Подписи: Л. Герштейн, Ц. Голодный, Цейтлин, Л. Дыкман, М. Бехер, В. Шифферс, А. Леонидов, С. Нейгауз, Субботин, Хазан, М. Крон, Р. Бывалов[283].
Могут сказать, что писательские дети были избалованы и потому сочиняли такие письма начальству. Подростки же от 14 до 16 лет критичны и остро чувствуют несправедливость.
Но есть воспоминания бывших воспитанников, к примеру, Юрия Томашевского, вполне благополучные, в которых говорится, что действительно было тяжело и, хотя постоянно думали о еде, однако он уверен, что никто ничего не брал себе.

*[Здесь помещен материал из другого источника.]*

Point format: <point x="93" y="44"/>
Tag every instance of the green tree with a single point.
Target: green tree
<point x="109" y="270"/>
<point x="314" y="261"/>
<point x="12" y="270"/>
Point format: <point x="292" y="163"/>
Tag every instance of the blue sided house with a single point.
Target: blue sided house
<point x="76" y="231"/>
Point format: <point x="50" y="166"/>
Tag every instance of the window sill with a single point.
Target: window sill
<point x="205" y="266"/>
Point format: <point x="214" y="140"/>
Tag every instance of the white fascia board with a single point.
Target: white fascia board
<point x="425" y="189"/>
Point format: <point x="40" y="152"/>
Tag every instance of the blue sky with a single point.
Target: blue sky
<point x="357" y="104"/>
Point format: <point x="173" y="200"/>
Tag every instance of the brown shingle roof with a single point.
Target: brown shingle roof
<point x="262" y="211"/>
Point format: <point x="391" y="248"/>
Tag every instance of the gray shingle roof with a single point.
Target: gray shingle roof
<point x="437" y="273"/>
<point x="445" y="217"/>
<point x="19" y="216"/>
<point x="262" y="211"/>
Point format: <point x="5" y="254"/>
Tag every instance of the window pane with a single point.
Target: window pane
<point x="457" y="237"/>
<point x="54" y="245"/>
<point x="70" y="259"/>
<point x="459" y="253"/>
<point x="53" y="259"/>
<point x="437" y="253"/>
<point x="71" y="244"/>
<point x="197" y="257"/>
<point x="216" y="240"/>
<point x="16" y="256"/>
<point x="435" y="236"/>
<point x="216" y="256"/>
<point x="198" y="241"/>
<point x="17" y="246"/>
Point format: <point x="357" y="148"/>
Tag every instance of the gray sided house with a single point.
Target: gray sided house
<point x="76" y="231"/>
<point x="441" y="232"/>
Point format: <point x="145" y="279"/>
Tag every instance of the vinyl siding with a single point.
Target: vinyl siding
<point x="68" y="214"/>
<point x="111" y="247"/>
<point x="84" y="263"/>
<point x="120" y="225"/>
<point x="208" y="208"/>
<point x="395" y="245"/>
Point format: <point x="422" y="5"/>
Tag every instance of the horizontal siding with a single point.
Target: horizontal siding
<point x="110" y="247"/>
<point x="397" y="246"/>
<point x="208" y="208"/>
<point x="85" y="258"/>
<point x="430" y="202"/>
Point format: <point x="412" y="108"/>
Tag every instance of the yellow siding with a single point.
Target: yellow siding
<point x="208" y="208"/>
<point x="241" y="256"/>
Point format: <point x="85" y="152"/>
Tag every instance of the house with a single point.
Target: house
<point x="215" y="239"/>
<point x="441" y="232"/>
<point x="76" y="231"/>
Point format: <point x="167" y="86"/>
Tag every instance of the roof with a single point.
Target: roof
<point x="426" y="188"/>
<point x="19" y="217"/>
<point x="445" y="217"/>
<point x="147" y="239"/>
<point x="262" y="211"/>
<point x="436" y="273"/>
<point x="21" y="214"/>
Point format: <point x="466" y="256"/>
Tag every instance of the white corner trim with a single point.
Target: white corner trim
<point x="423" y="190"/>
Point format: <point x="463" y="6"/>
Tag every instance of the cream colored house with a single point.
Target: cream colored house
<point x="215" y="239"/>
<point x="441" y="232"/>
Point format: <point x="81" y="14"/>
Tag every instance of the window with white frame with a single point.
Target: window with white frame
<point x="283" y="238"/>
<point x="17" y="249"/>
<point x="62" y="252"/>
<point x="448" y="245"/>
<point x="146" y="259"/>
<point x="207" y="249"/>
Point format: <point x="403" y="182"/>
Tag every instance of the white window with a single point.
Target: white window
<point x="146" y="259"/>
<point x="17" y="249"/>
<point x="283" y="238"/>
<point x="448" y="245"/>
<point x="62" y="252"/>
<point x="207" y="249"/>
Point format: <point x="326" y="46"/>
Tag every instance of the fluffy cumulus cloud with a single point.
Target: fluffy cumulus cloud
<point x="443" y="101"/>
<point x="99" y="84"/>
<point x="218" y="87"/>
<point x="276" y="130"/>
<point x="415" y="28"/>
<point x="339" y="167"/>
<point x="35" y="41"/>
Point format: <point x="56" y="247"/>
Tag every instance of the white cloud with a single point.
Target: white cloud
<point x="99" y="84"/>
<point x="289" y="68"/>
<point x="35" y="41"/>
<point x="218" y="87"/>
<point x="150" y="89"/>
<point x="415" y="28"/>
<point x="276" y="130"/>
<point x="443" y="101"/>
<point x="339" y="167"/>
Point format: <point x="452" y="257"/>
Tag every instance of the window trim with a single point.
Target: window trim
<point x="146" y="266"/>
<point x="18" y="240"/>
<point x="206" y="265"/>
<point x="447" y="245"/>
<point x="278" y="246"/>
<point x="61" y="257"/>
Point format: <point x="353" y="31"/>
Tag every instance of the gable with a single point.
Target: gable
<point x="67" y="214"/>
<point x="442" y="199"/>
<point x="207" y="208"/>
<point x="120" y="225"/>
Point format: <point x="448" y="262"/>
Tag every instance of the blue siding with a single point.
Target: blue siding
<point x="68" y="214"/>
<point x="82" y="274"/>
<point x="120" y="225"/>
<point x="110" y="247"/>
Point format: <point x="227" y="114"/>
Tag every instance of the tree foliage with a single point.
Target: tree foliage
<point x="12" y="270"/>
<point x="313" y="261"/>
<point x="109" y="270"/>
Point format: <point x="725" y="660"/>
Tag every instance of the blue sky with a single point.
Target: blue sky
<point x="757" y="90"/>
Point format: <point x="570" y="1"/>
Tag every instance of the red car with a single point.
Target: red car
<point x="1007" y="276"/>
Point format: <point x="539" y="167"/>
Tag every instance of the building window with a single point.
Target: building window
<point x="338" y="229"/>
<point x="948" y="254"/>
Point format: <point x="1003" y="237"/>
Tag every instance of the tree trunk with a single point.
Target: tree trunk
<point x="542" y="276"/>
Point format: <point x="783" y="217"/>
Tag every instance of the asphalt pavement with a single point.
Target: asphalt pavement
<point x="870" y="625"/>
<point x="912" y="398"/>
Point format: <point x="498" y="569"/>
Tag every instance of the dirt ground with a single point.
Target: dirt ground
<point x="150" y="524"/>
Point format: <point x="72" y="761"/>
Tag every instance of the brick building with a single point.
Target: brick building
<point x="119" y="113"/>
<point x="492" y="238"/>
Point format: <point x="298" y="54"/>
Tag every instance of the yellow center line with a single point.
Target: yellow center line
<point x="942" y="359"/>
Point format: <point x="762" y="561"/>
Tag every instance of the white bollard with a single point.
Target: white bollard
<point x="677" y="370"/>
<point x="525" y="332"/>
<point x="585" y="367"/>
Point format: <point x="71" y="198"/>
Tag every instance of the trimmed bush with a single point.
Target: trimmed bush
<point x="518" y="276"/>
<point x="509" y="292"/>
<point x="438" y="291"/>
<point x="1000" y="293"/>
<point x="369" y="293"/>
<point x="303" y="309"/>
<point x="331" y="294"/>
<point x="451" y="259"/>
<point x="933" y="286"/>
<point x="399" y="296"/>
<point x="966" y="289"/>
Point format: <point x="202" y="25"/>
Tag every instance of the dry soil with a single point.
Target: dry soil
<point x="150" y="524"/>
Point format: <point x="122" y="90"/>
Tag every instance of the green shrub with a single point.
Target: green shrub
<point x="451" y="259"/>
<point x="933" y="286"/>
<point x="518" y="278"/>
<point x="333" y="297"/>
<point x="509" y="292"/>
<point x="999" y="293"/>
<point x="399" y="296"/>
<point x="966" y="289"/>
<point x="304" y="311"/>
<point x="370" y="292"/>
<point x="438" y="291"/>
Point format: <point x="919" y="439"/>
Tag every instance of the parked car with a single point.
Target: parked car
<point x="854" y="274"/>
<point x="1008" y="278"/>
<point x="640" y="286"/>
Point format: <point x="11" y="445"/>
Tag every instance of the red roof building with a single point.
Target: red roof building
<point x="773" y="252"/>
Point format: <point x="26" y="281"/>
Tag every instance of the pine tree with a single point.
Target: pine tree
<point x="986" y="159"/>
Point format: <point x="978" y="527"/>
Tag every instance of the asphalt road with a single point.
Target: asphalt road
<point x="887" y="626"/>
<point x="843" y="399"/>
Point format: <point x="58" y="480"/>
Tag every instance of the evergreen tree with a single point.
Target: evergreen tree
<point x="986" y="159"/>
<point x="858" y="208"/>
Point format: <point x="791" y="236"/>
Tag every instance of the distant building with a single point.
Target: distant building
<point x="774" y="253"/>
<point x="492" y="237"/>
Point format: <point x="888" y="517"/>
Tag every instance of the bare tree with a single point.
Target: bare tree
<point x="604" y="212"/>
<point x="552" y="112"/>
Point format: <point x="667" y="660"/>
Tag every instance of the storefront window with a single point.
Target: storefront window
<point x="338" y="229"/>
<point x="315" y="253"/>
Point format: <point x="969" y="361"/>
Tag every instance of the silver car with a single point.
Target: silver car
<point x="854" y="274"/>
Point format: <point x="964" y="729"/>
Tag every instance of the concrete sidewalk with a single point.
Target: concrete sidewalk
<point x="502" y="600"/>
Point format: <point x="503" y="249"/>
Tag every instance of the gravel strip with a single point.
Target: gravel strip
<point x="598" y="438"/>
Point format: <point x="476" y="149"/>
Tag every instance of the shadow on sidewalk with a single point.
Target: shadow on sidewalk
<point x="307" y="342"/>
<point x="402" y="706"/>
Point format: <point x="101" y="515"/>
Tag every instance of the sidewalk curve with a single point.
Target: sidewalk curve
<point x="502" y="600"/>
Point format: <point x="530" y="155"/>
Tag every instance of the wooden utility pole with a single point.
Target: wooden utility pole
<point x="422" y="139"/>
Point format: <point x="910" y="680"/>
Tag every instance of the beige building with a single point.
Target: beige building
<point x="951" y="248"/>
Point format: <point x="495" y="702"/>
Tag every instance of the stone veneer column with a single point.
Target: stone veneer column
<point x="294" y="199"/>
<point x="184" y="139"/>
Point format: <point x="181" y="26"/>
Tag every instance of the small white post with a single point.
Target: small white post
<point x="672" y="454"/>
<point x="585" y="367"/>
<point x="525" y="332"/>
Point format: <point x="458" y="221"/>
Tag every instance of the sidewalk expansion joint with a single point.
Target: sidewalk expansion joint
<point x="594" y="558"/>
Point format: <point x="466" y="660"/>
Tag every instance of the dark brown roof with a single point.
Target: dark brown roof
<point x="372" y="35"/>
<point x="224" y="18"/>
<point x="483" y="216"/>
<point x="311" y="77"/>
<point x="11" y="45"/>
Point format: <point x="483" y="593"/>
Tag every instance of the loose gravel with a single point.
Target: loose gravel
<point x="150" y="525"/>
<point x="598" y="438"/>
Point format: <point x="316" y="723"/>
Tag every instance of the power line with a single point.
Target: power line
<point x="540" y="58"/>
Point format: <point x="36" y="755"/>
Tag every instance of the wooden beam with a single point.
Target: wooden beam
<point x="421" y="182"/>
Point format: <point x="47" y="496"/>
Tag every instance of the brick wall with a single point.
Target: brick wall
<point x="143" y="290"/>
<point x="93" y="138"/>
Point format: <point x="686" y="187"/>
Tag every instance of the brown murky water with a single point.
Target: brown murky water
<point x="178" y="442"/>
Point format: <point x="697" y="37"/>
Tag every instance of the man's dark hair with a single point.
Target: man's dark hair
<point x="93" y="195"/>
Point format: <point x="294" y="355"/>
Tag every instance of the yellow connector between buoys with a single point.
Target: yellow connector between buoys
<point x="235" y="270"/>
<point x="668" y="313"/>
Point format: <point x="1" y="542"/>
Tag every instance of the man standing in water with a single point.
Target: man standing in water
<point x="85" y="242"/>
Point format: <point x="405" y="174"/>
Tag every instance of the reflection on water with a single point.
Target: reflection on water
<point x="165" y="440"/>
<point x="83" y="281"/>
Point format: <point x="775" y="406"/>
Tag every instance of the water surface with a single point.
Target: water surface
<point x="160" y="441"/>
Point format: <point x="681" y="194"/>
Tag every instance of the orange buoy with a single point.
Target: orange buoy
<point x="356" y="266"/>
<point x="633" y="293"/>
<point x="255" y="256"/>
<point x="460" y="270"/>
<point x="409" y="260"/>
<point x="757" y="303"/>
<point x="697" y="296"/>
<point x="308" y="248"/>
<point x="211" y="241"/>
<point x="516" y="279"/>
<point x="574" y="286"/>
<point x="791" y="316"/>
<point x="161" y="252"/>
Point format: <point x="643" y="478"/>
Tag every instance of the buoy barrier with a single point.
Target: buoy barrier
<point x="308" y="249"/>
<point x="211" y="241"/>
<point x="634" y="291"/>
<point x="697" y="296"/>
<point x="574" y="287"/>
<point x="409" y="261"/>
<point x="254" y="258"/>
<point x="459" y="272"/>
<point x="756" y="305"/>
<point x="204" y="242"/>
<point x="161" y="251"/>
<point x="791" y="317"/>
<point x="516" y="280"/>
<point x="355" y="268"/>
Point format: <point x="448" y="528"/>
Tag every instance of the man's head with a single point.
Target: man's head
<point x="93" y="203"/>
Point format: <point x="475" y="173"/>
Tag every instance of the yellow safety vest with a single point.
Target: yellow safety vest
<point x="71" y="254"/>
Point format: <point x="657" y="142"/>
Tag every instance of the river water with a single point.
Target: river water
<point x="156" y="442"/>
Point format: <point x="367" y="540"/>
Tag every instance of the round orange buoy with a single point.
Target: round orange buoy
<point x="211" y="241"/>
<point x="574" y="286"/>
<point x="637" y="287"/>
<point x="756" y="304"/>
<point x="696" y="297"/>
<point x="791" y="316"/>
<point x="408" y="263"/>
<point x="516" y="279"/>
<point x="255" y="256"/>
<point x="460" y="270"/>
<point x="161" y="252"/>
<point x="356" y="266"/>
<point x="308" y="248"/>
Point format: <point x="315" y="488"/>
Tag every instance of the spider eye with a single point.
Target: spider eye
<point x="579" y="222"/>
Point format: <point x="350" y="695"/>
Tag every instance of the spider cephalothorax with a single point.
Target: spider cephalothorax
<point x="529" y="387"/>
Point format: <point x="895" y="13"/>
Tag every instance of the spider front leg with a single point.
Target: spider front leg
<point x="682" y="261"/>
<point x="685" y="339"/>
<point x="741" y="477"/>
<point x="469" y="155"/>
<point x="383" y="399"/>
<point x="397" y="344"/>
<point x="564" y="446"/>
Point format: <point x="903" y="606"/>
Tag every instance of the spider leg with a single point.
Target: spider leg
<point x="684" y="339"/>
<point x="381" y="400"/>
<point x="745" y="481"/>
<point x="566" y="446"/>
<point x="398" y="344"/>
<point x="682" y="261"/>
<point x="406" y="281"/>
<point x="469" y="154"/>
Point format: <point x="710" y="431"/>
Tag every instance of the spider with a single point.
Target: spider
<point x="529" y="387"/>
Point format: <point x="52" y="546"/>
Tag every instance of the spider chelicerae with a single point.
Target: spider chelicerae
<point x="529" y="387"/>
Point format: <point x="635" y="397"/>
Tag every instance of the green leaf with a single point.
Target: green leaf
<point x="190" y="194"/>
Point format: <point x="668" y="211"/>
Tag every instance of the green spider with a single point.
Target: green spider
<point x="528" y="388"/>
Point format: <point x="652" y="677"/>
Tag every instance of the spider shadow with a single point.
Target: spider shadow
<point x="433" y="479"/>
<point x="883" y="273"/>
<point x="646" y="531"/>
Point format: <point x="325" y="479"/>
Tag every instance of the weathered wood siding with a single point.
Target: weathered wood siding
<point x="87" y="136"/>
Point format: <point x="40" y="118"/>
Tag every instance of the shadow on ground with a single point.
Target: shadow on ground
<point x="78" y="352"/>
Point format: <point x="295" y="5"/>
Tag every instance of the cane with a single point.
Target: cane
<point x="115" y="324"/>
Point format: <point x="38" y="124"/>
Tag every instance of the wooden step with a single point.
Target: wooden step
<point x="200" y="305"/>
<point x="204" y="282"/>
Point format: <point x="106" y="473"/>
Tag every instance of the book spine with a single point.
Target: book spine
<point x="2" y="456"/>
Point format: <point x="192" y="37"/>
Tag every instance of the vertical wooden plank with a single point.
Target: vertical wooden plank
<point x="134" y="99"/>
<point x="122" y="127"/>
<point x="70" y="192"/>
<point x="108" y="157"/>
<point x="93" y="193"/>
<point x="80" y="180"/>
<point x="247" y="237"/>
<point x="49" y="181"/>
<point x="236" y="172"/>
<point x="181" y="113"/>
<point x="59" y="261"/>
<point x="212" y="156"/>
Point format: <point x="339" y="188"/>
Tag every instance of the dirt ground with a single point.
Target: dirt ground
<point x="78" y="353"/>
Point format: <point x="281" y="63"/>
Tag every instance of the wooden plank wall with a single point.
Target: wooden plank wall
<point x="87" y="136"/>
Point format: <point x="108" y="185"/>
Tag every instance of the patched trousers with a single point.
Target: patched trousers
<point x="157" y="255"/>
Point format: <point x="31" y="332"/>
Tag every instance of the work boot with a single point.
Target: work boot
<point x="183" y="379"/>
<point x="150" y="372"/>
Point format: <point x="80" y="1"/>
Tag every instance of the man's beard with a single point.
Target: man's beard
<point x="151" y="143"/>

В то же время об Анне Зиновьевне Стоновой все выпускники интерната сохранили самые теплые воспоминания и до сих пор считают ее одним из самых благородных и порядочных людей. В воспоминаниях Натальи Соколовой находим портрет Анны Зиновьевны:
Немного старомодная, одета в темное, закрытое. Прическа без выкрутасов (кулечек). Конечно, не накрашена, никакой косметики. Обходительная, вежливая, деликатная. Педагог и воспитатель по натуре, она умела объяснить, доказать, убедить. Никогда не повышала голос. Неторопливая взвешенная речь, “наставнические” интонации. Но как-то ухитрялась обходиться без нудного поучительства, без прописных истин. Не говорила: “нельзя шалить”. Говорила: “шалить обязательно нужно, но в меру”. Ребята ей верили, уважали ее. Чистополь стал звездным часом Анны Зиновьевны, высшим пиком кривой ее жизни. Тут она проявилась, состоялась, заявила о себе[284].
Она была женой писателя Дмитрия Стонова, в юности он приятельствовал с Михаилом Булгаковым, он воевал, был ранен. А в послевоенные годы был арестован и сослан в лагеря по “делу космополитов”.